Indigenous

On day to honour MMIWG, Indigenous women reflect on national inquiry, Viens Commission

Indigenous Women, Embodiment and Sovereignty is a two-day symposium happening Friday and Saturday at the Musée d'art contemporain de Montreal.

2-day symposium held in conjunction with Rebecca Belmore's Facing the Monumental exhibition

Anishnaabe artist Rebecca Belmore and curator Wanda Nanibush. (Jessica Deer/CBC)

From coast to coast to coast, Oct. 4 has become a day to honour and raise awareness of missing and murdered Indigenous women and girls across Canada.

For Wanda Nanibush, curator of Indigenous Art at the Art Gallery of Ontario (AGO), that means bringing the issue into an institutionalized space like the Musée d'art contemporain (MAC) de Montreal.

"Museums are primarily educational institutions, so they have a role to play in terms of a wider community that they're networked to, making them more aware of what's going on," said Nanibush.

Nanibush, along with Caroline Nepton-Hotte, an Innu doctoral student at the Université du Québec à Montréal, co-organized Indigenous Women, Embodiment and Sovereignty, a two-day symposium happening Friday and Saturday at MAC. It's part of the programming for Anishinaabe artist Rebecca Belmore's Facing the Monumental exhibition. 

Rebecca Belmore's artwork sister (2010), colour inkjet on transparencies and fluorescent light. (Jessica Deer/CBC)

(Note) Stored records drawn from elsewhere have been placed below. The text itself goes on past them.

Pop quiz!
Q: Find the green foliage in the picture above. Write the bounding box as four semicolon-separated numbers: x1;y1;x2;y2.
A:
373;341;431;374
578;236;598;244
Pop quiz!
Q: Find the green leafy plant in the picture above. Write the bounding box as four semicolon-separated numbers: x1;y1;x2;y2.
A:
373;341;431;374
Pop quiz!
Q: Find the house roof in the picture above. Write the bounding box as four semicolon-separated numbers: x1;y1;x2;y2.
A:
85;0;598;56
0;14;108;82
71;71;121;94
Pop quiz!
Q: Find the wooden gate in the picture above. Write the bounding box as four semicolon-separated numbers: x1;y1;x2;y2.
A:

A significant amount of Belmore's work explores issues around MMIWG. One of Belmore's pieces, 1181 (2014), was created over the course of a day in Toronto. She hammered 1,181 nails into a tree stump, each nail representing a police-recorded case of murdered and missing Indigenous women as per the RCMP's statistics in their 2014 report.

The two days will include guest speakers such as national inquiry commissioners Michèle Audette and Qajaq Robinson, as well as Rebecca Belmore, Édith Cloutier, Kahente Horn-Miller, Mylène Jaccoud and Abenaki filmmaker Alanis Obomsawin.

Robinson and lawyer Fanny Wylde spoke at the symposium on Friday.

"The inquiry was not a study about Indigenous women and girls. It is the study of systems and our society," said Robinson.

Nanibush and Nepton-Hotte said it's important that institutions like the museum to give space to Indigenous women to reflect on issues addressed in the national inquiry into missing and murdered Indigenous women and girls' final report, as well as the recently published Viens Commission report.

Nanibush said it's necessary to connect the trauma inflicted upon Indigenous Peoples, whether it's violence against women or residential schools or colonialism in general.

"All these kinds of things are interrelated and they've been treated very separately for a long time," said Nanibush.